Will CBS Find Enough 'Under the Dome' to Sustain a Second Season?
In conjunction with its Television Critics Association press tour panel today, CBS announced its plans to make another season of their summer hit Under the Dome, a show with a seemingly finite premise that everyone thought was a mini-series.
In conjunction with its Television Critics Association press tour panel today, CBS announced its plans to make another season of their summer hit Under the Dome, a show with a seemingly finite premise that everyone thought was a mini-series.
Though it was always a little unclear, most people seemed to believe that the network's summer experiment would be a one-time run, offering a satisfying end to the saga of a small town trapped under a dome. (Hey, Stephen King's book, on which the show is based, had an ending!) But creator Bryan K. Vaughan was talking about extending the series beyond this summer's run by the time the show premiered. Even CBS CEO Les Moonves defended the decision at the TCA press tour, asking: "Why can't they be under the dome for a long period of time? This is television."
The decision has already elicited complaints and mockery. Under the Dome made sense as a contained story, but now the network seems to want to milk it for all it's worth. Vulture's Lindsey Weber wrote on Twitter: "I am legit disappointed in the DOME. Part of the dome's fun (for me!) was that I knew they'd get out? die? by the end of the season." Dan Kois chimed in: "'Man, we got rid of the dome last year, then this morning I wake up and? Dome.'" In a post for Examiner.com Danielle Turchiano elaborated on the Dome-related complaints. "[It is] a series that should need to know when it's end is coming in order to write to it," she explained. "Though Under The Dome has done well in its ratings, critics have agreed that creatively the show has struggled to match tone and pacing from episode to episode. The characters are barely worried about getting out of the dome, and really they should be because now they're going to be trapped under there a long time."
And yet, the Dome will be back with King himself even writing the second season opener. As Nellie Andreeva explained at Deadline Under the Dome has been a success for CBS. "After a big premiere, which soared to a 4.6 rating in 18-49 and 17.8 million total viewers in Live+7, Under The Dome kept steady," she wrote. "Its ratings have been on a growth path for the last two weeks, most recently drawing 2.7/8 and 11.4 million in the fast nationals last week."

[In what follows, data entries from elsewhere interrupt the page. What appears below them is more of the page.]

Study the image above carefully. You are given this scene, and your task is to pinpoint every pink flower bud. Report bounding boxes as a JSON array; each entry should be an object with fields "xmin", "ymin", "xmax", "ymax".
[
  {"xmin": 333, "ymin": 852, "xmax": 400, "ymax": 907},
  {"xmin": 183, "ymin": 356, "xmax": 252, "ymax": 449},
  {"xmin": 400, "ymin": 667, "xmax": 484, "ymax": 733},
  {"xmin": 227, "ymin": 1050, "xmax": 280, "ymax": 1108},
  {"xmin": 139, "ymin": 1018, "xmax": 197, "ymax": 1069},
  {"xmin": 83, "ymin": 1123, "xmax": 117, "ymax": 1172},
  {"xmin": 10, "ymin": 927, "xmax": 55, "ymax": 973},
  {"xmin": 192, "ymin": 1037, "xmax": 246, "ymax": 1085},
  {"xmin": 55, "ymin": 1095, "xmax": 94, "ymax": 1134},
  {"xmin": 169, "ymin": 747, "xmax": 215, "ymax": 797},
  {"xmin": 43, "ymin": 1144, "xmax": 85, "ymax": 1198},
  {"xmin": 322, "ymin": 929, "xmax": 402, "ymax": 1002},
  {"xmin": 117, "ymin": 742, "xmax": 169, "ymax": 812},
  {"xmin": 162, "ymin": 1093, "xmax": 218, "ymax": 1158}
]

Will other supposedly limited-run series meet the same fate as Under the Dome? Moonves implied that. For instance, Hostages—about a surgeon tasked with operating on the president— was one such show for which Moonves sees a future. "We didn't put it on just to have 15 episodes of it," Moonves said per The Hollywood Reporter's Tim Goodman.
Clearly his definition of "limited" isn't the same as ours.